Há palavras que ferem como espada, mas a língua dos sábios traz a cura. (Provérbios 12.18 NVI)
Não foram poucas as vezes que eu ouvi: “vai passar, meu filho!” Sim, ouvi de pais, tios, amigos, garçons, motoristas, professores, etc. Ouvi de muita gente, com muito ou pouco dinheiro, alta ou baixa, magra ou gorda. Depois de ter me tornado pai, continuei a ouvi-la de diferentes pessoas, inclusive em minha cabeça.

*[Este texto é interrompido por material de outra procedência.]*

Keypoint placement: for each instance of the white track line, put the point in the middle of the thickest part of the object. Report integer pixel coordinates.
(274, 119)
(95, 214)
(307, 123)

“Vai passar, meu filho” está tão arraigado na cultura brasileira que parece ser uma reação instintiva para consolar a criança. O caso mais recente que eu testemunhei foi de uma menina que tropeçou na sua própria mochila escolar. Depois de olhar para lá e para cá, calculando o tamanho da vergonha, a mão lhe diz: “não se preocupe, filhinha, ‘vai passar.'”
Imagine seu filho pedalando sua tão sonhada bicicleta, aquela que ele ganhou no natal. Faz pouco tempo que ele tirou as rodinhas auxiliares. O medo do novo desafio é real e a ajuda do papai ou da mamãe ainda necessária. Por causa de um pequeno descuido, “cataploft!” Como geralmente é, demora cerca de três a cinco segundos para ele notar a dor do tombo e calcular a vergonha. Então chega o pai, porque a mãe acabou de gritar para ele ver o que aconteceu, cheio de boa motivação e diz: “vai passar, meu filho!” De onde vem tanta “sabedoria?” (Ironia minha.)
As palavras dos sábios espalham conhecimento;
mas o corações dos tolos não é assim. (Pv 15.7)
Pense agora nas seguintes situações:
- Você martela seu dedo com gosto;
- Você quebra o tornozelo no sábado do futebol;
- Você toma um choque arrumando o interruptor;
- Você não percebe que pisou no formigueiro e os pequeninos insetos revidam a destruição que você causou em seu lar;
- Você queima seu dedo na churrasqueira;
- Ao ajudar seu amigo com o carro quebrado, você prende seu dedo na porta do passageiro;
Já pensou? Agora imagine seu cônjuge (escolhi ele de propósito) lhe dizendo: “vai passar, meu maridinho (ou esposinha).” Como você se sentiria? O negócio fica ainda pior com situações como:
- Perda de emprego. “Ah, vai passar, você acha outro logo!”
- Perda do carro. “Ah, vai passar, você nem gostava desse.”
- Perda do pai ou da mãe. “Ah, vai passar, ele (ou ela) já estava velho.”
- Perda do(a) filho(a). Ah, vai passar, em breve vocês têm outro.”[1]
Por mais que não seja exatamente assim que as pessoas falam nessas situações[2], o “vai passar” ecoa em várias frases pouco ou nada sábias.
Quem é cuidadoso no que fala
evita muito sofrimento (Pv 21.23)
É verdade que “vai passar,” mesmo que a dor dure até a morte. Fato é que, ninguém, e eu enfatizo, ninguém quer ouvir “vai passar” nessas situações. Da mesma forma, seu filho não quer ouvir “vai passar” quando cai da bicicleta ou tropeça com a mochila escolar.[3]
O sábio de coração é considerado prudente;
quem fala com equilíbrio promove a instrução. (Pv 16.21)
No entanto, se você já fez isso, não se preocupe, “vai passar.”
Quem tem conhecimento é comedido no falar, e quem tem entendimento é de espírito sereno. (Pv 17.27)
[1] Eu perdi uma filha. Ouvi essa frase algumas vezes.
[2] Em geral não é assim, mas alguns conseguem “consolar” (ironia) exatamente assim.
[3] Obviamente que existe um tom de brincadeira saudável no relacionamento entre pais e filhos. Frases como “quando casar sara” podem ser parte desse brincadeira, mas deve sempre haver discernimento.